A beautiful monument to the Heroic Age of Antarctic Exploration, the Mawson’s Huts Replica Museum is, as its name implies, an exact reconstruction of the main research hut built in 1911 on Cape Dension by members of the Australasian Antarctic Expedition, lead by famed Australian geologist, explorer, and academic, Sir Douglas Mawson.
The expedition – made up of Mawson, Lieutenant Belgrave Edward Ninnis, and Xavier Mertz – met with disaster on December 14, 1912, during a survey of the largely uncharted Victoria Land when Ninnis' sledge plunged through a crevasse, never to be recovered. With most of the expedition’s supplies, as well as its strongest sled dogs, lost, and over 300 miles away from base camp, Mawson and Mertz rationed their meager supplies and headed back, resorting to eating the remaining sled dogs as they went. Mertz ultimately succumbed to starvation, dysentery, and frostbite, forcing Mawson to carry on alone.

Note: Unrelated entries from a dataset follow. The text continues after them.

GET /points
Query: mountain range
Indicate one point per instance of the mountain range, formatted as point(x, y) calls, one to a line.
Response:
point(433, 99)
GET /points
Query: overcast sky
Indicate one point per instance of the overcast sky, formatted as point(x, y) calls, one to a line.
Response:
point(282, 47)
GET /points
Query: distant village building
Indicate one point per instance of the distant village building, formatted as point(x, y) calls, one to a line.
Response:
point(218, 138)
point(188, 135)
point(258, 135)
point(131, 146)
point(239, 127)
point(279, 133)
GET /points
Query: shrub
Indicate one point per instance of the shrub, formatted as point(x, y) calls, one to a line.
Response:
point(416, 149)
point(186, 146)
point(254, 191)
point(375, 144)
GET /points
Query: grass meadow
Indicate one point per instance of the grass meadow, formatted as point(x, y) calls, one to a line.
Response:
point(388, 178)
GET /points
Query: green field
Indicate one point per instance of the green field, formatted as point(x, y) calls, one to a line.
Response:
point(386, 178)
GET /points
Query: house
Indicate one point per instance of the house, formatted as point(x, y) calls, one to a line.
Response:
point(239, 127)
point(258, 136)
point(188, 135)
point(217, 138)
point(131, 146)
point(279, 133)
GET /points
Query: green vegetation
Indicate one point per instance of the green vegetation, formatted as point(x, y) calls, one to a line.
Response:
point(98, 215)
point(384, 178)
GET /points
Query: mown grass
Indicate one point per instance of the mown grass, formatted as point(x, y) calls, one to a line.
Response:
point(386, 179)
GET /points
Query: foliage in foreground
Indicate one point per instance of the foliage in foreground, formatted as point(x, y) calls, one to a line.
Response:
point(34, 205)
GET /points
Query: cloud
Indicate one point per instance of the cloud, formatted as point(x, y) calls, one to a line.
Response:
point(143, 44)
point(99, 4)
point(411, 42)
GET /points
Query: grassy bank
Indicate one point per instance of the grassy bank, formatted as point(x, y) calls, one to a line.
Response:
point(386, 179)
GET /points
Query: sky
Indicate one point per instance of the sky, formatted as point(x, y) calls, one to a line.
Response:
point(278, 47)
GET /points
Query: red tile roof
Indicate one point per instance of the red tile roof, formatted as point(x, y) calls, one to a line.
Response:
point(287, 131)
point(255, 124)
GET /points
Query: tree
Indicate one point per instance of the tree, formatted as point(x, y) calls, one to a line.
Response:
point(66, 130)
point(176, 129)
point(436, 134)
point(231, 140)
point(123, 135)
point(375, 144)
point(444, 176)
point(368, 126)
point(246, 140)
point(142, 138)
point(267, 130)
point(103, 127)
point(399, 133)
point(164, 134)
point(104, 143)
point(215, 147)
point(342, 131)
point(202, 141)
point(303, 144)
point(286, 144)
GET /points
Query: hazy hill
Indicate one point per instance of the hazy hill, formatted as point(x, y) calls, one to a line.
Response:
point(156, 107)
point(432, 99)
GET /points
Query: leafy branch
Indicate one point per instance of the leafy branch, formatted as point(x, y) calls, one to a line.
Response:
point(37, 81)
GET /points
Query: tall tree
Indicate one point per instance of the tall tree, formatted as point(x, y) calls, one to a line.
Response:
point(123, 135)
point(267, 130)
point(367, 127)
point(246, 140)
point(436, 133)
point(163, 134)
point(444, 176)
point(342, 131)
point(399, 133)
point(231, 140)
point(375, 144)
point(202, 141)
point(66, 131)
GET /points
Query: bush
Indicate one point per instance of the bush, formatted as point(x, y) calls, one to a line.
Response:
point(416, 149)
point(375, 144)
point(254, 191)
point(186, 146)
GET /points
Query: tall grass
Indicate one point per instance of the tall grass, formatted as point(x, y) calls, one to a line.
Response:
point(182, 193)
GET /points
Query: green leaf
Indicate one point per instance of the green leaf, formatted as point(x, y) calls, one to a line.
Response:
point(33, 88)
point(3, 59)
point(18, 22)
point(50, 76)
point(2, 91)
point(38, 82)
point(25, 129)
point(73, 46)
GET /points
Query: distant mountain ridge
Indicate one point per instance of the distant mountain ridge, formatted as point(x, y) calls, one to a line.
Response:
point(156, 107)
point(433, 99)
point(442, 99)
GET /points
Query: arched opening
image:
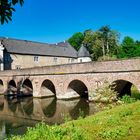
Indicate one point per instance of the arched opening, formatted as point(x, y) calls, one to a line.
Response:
point(48, 88)
point(1, 87)
point(12, 89)
point(26, 88)
point(123, 87)
point(78, 87)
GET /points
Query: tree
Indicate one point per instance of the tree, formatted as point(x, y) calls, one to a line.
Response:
point(93, 44)
point(110, 40)
point(128, 47)
point(7, 8)
point(76, 40)
point(104, 33)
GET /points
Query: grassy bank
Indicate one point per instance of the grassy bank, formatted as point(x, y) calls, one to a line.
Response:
point(121, 122)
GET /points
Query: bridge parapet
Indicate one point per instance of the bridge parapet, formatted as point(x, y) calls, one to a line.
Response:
point(104, 66)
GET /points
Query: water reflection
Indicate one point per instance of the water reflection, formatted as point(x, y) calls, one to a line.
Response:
point(16, 113)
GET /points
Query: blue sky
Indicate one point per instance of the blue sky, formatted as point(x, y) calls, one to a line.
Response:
point(56, 20)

On February 8, 1913, Mawson – near-death, skin literally peeling off of his body – stumbled into base camp. Only six hours before, the ship Aurora had departed Cape Denison after failing to locate Mawson and his team. A relief party of six men stayed behind and nursed Mawson back to health, and the weary explorer was forced to spend another winter on the cape.